Thank you for the discussion.
 

Erebus

Well-Known Member
As an atheist i take all gods seriously in the sense that people live by their dictates. Imagination is a part of how people govern themselves and other people. Things imagined can be forms of someone's ideals. I am always open to hear about these other gods. Im very tired of doom gods, and one's that expect others to follow their dictates.

Of things imagined such as democracy, money, politics, i want to know the values, ideologies, and stories that people live by to act as they do. Gods drive actions in the world so it can be important to know people by the gods they choose. The world was built on imagination just as much as it was built on science.

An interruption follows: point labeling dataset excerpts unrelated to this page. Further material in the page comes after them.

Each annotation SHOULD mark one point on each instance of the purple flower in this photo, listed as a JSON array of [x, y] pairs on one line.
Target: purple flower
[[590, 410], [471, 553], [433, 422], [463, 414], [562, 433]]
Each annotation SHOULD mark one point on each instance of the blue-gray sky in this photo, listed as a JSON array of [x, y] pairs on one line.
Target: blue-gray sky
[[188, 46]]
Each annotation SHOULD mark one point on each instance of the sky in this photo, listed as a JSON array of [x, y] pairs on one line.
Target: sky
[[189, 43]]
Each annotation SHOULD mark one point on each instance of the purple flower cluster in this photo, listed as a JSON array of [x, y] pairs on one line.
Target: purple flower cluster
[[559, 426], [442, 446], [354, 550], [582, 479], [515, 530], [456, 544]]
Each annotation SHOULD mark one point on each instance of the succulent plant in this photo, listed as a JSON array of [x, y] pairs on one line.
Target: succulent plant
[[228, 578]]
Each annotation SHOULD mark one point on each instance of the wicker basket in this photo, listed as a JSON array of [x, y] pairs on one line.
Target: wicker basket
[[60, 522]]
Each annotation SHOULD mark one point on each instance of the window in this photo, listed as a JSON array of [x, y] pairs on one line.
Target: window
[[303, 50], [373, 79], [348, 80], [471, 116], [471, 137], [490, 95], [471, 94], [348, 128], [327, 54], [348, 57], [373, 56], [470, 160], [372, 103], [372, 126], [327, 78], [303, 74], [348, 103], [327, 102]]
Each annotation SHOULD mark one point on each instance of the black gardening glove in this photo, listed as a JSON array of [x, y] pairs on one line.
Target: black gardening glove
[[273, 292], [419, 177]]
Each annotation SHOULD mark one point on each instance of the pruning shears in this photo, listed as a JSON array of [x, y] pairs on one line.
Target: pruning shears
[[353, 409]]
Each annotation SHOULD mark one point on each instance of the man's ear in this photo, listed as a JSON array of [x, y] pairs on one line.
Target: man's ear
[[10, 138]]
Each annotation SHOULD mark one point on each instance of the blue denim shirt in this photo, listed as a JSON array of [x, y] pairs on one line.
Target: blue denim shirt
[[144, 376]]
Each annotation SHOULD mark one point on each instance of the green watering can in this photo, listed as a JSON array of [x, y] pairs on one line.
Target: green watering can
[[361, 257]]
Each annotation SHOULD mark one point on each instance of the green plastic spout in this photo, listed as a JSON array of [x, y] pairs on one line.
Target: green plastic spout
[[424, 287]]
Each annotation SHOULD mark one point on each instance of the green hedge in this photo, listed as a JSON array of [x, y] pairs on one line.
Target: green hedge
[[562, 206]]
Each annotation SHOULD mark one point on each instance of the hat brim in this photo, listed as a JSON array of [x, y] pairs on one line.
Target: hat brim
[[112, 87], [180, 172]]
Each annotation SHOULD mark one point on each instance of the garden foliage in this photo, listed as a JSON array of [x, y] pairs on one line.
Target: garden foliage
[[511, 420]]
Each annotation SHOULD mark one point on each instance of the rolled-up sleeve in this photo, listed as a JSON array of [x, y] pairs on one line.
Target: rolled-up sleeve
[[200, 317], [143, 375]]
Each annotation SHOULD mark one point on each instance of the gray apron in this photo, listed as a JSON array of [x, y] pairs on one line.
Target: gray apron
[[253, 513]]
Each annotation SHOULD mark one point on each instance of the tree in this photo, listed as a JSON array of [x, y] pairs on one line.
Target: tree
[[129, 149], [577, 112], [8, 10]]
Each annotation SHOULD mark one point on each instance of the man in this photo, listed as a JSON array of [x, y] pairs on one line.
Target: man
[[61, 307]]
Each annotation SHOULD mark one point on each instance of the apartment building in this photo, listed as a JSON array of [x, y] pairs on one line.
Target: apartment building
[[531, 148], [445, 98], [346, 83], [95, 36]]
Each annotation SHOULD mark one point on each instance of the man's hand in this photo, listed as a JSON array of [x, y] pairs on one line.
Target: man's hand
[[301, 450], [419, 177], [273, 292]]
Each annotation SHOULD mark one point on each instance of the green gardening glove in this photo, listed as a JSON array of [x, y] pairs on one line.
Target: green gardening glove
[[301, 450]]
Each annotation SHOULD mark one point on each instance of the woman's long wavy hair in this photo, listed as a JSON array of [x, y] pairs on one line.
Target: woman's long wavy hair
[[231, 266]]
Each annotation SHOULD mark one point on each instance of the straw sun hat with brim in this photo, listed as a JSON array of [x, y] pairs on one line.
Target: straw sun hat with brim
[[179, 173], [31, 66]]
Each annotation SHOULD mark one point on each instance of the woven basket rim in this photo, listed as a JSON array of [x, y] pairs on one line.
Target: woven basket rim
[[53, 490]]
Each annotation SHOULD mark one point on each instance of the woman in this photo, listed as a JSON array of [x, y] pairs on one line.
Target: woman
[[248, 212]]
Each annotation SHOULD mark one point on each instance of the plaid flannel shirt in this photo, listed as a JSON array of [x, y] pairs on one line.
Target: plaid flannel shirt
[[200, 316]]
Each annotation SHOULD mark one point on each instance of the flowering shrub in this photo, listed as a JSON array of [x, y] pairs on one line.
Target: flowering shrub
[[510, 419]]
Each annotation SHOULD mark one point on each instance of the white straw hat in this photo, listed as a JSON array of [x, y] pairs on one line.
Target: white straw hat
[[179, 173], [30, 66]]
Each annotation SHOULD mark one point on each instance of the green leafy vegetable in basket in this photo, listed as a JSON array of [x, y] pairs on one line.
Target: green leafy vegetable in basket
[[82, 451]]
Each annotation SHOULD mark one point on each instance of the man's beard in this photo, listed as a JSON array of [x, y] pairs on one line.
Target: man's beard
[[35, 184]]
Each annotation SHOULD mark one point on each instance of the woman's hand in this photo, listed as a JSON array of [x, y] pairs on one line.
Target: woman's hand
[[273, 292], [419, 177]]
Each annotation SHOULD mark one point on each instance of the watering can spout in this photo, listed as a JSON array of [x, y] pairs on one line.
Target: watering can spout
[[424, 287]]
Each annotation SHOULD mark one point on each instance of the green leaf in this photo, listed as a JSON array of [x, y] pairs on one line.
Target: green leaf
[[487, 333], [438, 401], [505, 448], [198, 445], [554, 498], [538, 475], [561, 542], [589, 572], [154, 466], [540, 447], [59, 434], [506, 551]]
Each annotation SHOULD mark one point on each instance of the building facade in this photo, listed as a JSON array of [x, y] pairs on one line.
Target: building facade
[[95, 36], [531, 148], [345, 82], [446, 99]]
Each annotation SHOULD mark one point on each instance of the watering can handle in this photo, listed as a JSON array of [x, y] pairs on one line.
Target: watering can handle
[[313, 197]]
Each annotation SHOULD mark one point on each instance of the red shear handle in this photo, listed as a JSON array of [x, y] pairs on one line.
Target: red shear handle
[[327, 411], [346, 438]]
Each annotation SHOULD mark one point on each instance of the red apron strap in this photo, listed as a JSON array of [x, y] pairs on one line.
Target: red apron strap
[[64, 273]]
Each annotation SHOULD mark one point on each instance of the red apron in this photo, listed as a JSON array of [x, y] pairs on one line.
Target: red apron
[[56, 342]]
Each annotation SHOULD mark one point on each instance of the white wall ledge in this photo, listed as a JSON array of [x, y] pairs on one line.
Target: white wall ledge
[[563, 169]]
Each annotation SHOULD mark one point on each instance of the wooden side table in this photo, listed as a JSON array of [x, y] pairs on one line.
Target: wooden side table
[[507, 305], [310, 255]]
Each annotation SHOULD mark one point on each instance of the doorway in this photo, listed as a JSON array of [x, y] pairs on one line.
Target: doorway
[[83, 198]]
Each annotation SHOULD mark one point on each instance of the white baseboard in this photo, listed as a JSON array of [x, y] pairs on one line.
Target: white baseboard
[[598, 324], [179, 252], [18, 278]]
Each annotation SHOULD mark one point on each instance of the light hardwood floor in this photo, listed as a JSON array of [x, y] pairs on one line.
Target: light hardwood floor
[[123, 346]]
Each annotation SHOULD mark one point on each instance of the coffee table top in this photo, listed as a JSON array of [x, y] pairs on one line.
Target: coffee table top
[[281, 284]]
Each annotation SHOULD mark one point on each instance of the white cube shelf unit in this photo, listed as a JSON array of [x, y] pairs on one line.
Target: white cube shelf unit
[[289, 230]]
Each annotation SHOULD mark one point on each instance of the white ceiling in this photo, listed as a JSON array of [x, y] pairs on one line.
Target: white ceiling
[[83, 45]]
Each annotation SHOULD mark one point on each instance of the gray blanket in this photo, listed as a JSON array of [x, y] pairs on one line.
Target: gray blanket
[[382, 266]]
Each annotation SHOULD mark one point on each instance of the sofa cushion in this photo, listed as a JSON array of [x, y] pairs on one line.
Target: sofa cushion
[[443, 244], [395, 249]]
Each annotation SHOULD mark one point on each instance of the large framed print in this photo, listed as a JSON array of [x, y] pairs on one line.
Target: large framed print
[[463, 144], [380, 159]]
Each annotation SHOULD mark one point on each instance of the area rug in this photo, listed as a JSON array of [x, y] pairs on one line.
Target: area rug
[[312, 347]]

Also it would be good to know how any gods are able to exist.

Some gods i can assign truth values too even though i don't see them as real. Its entirely possible that people have gods they don't believe are existent, but nonetheless provide them with motivations to live by. Gods are like peope, it's worthwhile to get to know the ones that wield power in people's minds. In some sense anyone can give something god status in the scale of importance in their lives; even some atheists have an all important set of ideas, facts, values that they find to be supreme.

I meant to reply to this earlier but got side-tracked.

Honestly, this post was genuinely refreshing to see. I fully expect atheists to view gods as imaginary and that fact doesn't bother me. I do wince a little when people equate imaginary with childish or unimportant though. As you say, our world is at least in part built on imagination.

I also think you're spot on in your assessment that many things can ultimately be given godlike status, even if the person in question doesn't view that thing as an actual deity.